In most cases, figure on less than 36 degrees total advance (mechanical, plus vac adanvance) in a car with tall gearing, any kind of heated metal intake manifold, and try to bump up the initial advance to 12 degrees on the crank.
 
Nope, nobody's plugs have been beaten up that badly...yet.

What's prompting the question is an ongoing discussion (argument) here about dealing with engines that run fine in the fall/winter/spring, but once the temps get into the summer 95-plus'es, detonation becomes a problem. One camp says jet richer, the other says back off the timing.

I'm thinking it's more of a need to rework timing curves and find adjustable vacuum advances that you can tweak for summer/winter, and your comments support that argument.
 
Back off the timing.
Running rich causes carbon build up. Carbon build up causes hot spots. Hot spots cause detonation.
The other option is water injection.
Rick
 
European Webers ran the variable intake air horn, with a summer /winter postiion. I'd suggest you look into that if running a non orginal air cleaner isn not important. A hose through the fire wall is fine in summer, and in winter, it can take air from the exhast manifold. You could do that manually like Ford of Europe did with all the 1600 and 2000 Capris, Escorts, 1600 Fiestas, 2 liter Granadas and Transits with the Weber carb.


Austrailan 3.3 and 4.1 Falcons with Webers from 1985 to 1993 ran what was basically a heat stove source from the exhast when cold, then fully opened to the outside air. That was a perfect set-up which never needed intervention .

The method of control was TVS switch, and a port vacum sustain switch (PVS)to advance the distributor when cold, but back off when hot.

Those are time honoured structures which work on mixture strenght and peak advance.

I'm certain Mark P discussed the factory yellow connection module used on some of the later DS11 ignitions in one of his posts.


If you run the port divider, you will hurt the cold start warm up phase in areas where its below 32 degees F, and the warm up will increase from the 4 or 5 minutes to 8 or 10 minutes. In summer, it will be fine.

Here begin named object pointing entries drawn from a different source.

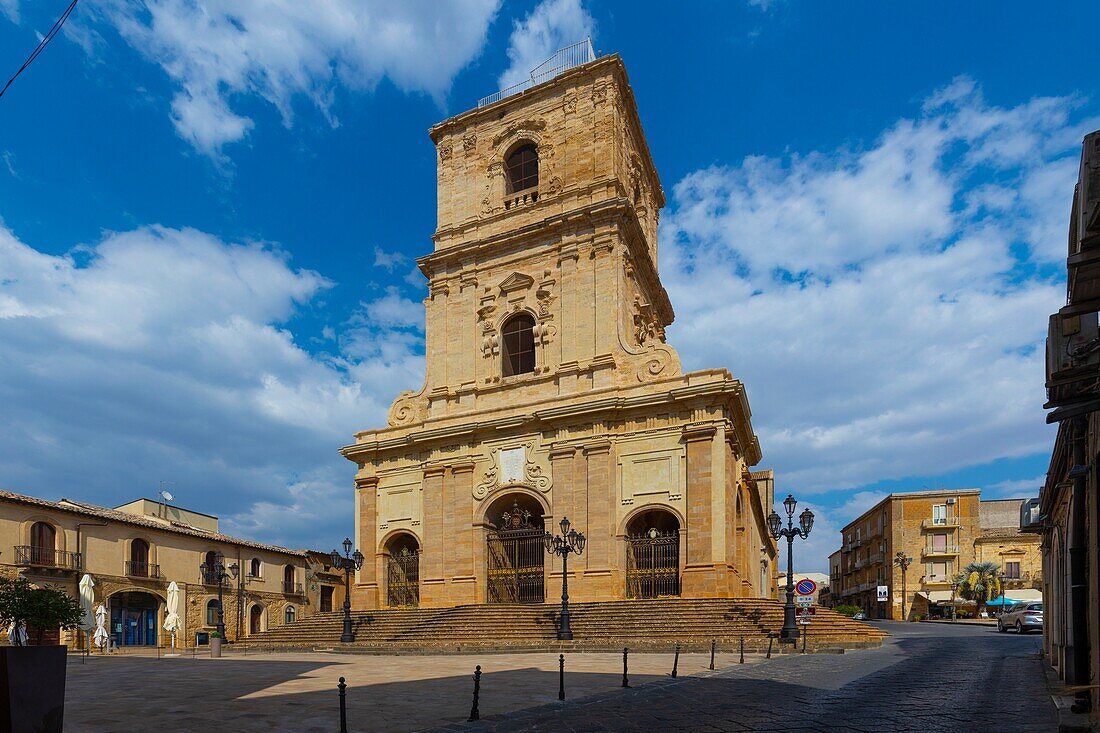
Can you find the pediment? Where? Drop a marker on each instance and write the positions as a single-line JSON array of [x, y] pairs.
[[516, 281]]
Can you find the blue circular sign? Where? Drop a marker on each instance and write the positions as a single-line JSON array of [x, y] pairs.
[[805, 587]]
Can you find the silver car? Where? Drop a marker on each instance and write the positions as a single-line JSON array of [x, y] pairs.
[[1022, 616]]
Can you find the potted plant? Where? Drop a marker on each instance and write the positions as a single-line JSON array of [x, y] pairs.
[[32, 678]]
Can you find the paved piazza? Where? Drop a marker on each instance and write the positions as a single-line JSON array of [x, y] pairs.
[[925, 678]]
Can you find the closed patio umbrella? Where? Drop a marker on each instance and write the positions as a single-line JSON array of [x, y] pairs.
[[100, 637], [172, 620], [87, 602]]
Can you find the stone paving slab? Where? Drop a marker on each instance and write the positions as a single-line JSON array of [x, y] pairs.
[[297, 691]]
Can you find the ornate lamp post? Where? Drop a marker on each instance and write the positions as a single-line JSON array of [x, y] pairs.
[[902, 561], [348, 562], [569, 540], [790, 632], [219, 575]]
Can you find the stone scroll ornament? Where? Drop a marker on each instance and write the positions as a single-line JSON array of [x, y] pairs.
[[513, 467]]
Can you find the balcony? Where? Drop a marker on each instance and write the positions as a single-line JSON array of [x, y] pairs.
[[143, 569], [40, 557], [941, 524]]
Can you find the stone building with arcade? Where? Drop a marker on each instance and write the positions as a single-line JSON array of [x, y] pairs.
[[550, 390]]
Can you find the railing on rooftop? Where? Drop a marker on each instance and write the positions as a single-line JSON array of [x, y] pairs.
[[561, 62]]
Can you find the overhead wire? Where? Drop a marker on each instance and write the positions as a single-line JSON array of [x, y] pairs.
[[42, 44]]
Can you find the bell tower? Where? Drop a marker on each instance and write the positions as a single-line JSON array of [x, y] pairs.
[[549, 389], [543, 279]]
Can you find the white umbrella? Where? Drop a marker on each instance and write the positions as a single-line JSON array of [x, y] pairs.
[[172, 620], [100, 636], [87, 602], [17, 635]]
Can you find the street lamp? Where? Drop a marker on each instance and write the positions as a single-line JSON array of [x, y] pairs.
[[219, 575], [569, 540], [902, 561], [790, 632], [348, 562]]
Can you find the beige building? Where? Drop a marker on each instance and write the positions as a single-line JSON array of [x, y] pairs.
[[550, 390], [942, 531], [133, 551]]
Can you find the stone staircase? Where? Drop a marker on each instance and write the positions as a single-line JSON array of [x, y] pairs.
[[641, 625]]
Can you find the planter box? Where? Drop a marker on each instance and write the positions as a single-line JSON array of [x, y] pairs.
[[32, 689]]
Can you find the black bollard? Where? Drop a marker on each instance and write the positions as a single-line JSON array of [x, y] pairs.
[[474, 713], [561, 677], [343, 706]]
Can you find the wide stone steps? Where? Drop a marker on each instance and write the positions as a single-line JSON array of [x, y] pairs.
[[639, 624]]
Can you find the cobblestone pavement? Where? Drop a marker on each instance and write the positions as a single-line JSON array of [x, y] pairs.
[[930, 678]]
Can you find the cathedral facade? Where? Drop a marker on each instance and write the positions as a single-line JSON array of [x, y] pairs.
[[550, 390]]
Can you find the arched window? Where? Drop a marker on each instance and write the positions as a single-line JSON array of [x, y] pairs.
[[517, 339], [523, 167], [43, 543], [139, 558]]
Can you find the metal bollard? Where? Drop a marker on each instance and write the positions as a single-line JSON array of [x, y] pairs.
[[343, 706], [474, 713], [561, 677]]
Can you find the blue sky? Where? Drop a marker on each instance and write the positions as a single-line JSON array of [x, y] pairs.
[[208, 221]]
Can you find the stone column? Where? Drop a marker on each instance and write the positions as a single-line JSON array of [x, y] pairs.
[[699, 576], [596, 520], [431, 558], [463, 535], [364, 592]]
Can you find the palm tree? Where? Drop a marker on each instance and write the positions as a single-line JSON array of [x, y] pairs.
[[979, 582]]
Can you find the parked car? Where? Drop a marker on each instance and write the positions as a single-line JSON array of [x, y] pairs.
[[1022, 616]]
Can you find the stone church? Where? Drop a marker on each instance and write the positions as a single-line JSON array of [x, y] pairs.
[[550, 390]]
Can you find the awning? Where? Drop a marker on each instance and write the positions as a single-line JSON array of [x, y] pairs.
[[943, 597]]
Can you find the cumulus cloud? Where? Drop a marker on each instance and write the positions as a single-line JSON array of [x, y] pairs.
[[218, 51], [165, 354], [884, 305], [553, 24]]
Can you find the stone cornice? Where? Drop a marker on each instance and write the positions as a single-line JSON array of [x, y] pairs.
[[728, 391]]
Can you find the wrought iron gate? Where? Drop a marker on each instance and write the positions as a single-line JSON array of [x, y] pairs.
[[404, 578], [516, 560], [652, 565]]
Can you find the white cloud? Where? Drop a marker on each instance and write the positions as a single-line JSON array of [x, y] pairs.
[[886, 306], [163, 354], [553, 24], [218, 51]]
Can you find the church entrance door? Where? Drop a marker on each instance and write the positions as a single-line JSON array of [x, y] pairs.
[[516, 558], [652, 555]]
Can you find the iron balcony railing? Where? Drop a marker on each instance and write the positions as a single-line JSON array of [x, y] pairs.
[[143, 569], [561, 62], [42, 557]]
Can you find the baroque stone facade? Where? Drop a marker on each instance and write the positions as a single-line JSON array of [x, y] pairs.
[[601, 425]]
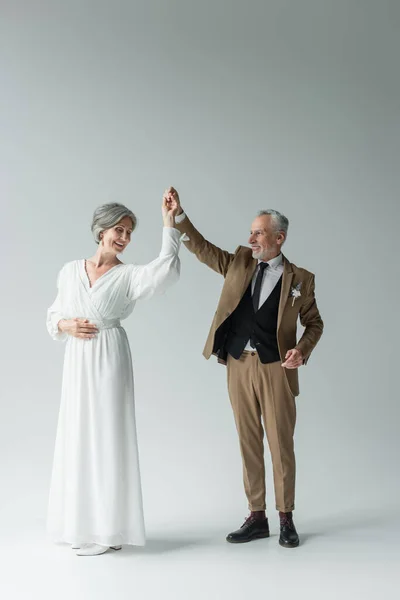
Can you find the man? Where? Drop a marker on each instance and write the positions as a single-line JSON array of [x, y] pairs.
[[254, 334]]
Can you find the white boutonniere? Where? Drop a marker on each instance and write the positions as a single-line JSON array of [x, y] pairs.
[[295, 292]]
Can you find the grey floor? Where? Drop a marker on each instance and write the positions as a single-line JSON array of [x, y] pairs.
[[346, 556]]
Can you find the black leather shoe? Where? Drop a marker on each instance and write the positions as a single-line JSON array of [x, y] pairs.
[[252, 529], [288, 537]]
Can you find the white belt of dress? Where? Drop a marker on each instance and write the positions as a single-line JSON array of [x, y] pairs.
[[110, 324]]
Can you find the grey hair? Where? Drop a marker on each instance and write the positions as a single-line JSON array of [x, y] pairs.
[[108, 215], [280, 222]]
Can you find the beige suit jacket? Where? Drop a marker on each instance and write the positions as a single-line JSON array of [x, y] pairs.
[[238, 270]]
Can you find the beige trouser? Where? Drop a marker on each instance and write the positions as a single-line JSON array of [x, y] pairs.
[[258, 392]]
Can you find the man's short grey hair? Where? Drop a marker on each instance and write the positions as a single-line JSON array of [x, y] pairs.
[[280, 222], [108, 215]]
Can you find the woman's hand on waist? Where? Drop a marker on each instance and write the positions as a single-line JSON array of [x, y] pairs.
[[80, 328]]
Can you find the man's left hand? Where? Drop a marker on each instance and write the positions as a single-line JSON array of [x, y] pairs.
[[293, 359]]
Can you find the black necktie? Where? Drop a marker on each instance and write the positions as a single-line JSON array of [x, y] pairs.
[[257, 287]]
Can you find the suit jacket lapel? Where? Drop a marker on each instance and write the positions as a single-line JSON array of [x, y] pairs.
[[286, 282]]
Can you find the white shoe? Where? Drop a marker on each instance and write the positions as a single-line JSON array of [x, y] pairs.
[[95, 549]]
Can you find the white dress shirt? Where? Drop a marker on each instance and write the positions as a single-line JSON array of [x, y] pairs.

The key is to focus on the spark sustain to raise advance when cold, and to whack it back when warm. There are about 12 emission devices used by Detriot engineers back in the 80's, to do this, and you can see them in my posts on the Weber Carb.


Note the common PVS juction block found on my 1980 Aussie Cortina is the same as that found on 1980 to 1984 emissions 200 Fox and X-shell Fords.


(bottom of pictures)

http://img.photobucket.com/albums/v223/ ... G_0023.jpg

http://img.photobucket.com/albums/v223/ ... ssions.jpg

It was always keyed into that dreadfull auxhilary air port on the side, made of square alloy. Heres another one of a 2.6 Cologne V6 with 5200 carb. Same set-up was used.

http://img.photobucket.com/albums/v223/ ... or5200.jpg

Not a great system, but you only need to retard the advance a little when its warm, so examine the set-up, and experiment with it on your pick-up.



The key is it rasies vacum to the advance unit to make the car run better cold, and then it backs off when warm. Its a brilliant set-up.
 
Well....it comes down to do you wanna lose gas mileage or power?

Why not just run 89 or 93 octane fuel? I advanced it on my old LTD II and I have to run 89 (sometimes 93) but it runs just fine.